Once again the “Hellyer Papers” were in the transfer process, and before long Michael and Linda moved to Murwillumbah where the young jockey immediately linked up with the man destined to become his father in law. Michael was also acutely aware that Murwillumbah put him just that much closer to Queensland.
In September 2008, Col Parker asked Michael to ride his three year old filly Mymysherona at the Sunshine Coast. She won easily and before Michael’s feet hit the ground he was approached by respected trainer Pat Duff who had an interesting proposal.
Michael agreed to transfer his indentureship to Pat who trained his team at Deagon, and the much travelled Wollongong boy made his entry into Queensland with Linda at his side. “I had a wonderful twelve months with Pat, who was a joy to work with”, said Michael. “We had plenty of success, but riding work at Deagon was restricting my opportunities”.
It was Pat who arranged for Michael to ride out the last twelve months of his apprenticeship with the late Kelso Wood at Eagle Farm. “He was a wonderful trainer and a great judge, as his strike rate suggests”, says Hellyer. “I enjoyed every minute of my twelve months with one of racing’s great gentlemen”.
Since the termination of his apprenticeship, it’s been full steam ahead for Michael Hellyer. Almost 600 career winners, an apprentice’s premiership, and support from trainers like Rob Heathcote, David Vandyke, Stuart Kendrick, Barry Baldwin, John Morrisey, Liam Birchley, and Paul Butterworth.

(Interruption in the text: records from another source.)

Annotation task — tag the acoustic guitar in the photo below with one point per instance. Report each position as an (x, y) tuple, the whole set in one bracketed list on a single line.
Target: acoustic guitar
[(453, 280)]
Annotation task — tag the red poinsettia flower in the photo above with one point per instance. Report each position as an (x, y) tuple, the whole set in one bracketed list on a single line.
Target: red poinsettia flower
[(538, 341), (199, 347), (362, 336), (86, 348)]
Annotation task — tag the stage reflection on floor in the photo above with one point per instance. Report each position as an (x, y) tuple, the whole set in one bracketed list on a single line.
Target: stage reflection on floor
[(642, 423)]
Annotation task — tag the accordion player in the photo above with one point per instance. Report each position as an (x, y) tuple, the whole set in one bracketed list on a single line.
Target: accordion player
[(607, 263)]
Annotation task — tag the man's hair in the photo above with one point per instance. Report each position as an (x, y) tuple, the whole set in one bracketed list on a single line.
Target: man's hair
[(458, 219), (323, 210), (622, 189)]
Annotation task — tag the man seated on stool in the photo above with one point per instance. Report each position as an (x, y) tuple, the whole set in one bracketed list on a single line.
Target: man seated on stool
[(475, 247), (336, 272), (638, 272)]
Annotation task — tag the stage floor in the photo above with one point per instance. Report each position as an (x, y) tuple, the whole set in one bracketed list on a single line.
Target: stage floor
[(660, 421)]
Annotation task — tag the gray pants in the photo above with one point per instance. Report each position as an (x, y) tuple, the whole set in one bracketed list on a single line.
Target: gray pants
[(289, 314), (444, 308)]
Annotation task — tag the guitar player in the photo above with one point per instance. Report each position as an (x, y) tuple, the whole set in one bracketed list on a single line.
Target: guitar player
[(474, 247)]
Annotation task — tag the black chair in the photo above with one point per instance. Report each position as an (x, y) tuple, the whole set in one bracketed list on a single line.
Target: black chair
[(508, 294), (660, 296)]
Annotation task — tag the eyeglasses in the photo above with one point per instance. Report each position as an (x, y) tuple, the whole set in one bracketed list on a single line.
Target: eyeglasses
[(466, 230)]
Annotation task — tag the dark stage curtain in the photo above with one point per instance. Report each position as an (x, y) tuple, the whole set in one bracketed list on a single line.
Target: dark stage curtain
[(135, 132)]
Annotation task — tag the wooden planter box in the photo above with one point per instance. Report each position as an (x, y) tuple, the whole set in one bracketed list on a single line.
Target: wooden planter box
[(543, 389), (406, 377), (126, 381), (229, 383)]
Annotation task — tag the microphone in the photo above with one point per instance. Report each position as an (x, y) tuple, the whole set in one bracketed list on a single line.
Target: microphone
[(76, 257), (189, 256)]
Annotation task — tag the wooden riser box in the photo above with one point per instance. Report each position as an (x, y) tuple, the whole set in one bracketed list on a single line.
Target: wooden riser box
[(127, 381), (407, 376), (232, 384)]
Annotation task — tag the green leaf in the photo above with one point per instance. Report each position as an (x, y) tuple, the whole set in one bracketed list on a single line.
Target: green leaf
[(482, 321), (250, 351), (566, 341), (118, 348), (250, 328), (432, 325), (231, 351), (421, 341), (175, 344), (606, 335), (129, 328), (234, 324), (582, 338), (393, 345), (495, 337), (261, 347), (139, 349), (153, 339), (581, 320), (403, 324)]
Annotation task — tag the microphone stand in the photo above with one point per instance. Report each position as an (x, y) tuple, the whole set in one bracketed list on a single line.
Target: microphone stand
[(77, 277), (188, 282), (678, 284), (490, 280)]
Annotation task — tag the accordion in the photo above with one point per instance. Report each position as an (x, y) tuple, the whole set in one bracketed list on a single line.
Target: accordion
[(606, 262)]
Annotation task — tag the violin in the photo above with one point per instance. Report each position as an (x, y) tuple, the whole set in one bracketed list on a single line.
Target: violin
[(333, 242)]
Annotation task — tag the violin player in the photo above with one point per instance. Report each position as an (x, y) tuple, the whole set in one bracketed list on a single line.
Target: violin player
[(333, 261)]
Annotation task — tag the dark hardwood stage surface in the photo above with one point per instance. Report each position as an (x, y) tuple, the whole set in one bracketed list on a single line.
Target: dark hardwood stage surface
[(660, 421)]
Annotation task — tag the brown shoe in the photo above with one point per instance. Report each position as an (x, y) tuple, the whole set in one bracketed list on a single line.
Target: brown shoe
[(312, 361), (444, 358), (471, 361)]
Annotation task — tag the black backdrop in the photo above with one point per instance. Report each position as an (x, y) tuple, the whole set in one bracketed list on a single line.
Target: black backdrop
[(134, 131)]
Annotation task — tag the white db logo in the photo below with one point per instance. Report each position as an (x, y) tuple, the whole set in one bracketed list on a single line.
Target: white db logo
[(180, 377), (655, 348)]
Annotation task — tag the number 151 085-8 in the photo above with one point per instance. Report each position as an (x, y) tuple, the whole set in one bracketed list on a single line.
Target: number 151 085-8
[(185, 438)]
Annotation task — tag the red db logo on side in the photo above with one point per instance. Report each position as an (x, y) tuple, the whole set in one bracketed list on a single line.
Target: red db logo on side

He’s ridden talented horses like Tuskegee Hawk, Irish Constabulary, Zero Rock and the brilliant filly Baccarat Baby. He’d won four races on Baccarat Baby at home, but didn’t expect to retain the ride when she headed south for the Gr 1 Flight Stakes in the spring.
He was surprised and delighted when David Vandyke confirmed he would ride the filly at Randwick. She had little luck late in the race to finish fifth, less than a length from the winner. “She was very competitive against those top fillies “, said Michael. “It was a massive thrill that my very first Group 1 ride should be at Royal Randwick”.
Michael suffered a major setback three years ago when he lost his father Alan to cancer. From the day his son enrolled at the Orange Tafe course, Alan was his greatest supporter. “When I started riding in races we would talk almost every day”, reflected Michael. “He watched every race, and often saw things that others hadn’t. I miss our little chats very much”.
Most busy jockeys utilise the services of a manager, but Michael prefers to organise his own rides. He spends most Monday mornings doing his phone work. He enjoys chatting with trainers about the characteristics of certain horses, well before race day.
Michael and Linda Hellyer live with their three year old daughter Everly at Mango Bay, in Brisbane’s popular Moreton Bay district - a comfortable drive to Eagle Farm and Doomben trackwork sessions.
It’s full steam ahead for the “accidental” jockey. Had he not been drawn to those racing photos at McLeod Motors fifteen years ago, who knows what career path he would have taken.
He turns thirty one this week, his weight is constant at 55kgs, and he has a laid back nature which endears him to owners and trainers.
Like most jockeys, he hopes for that career changing horse to come along. If it doesn’t, Michael Hellyer has all the attributes to hold a place among Queensland’s best jockeys, for a long time to come.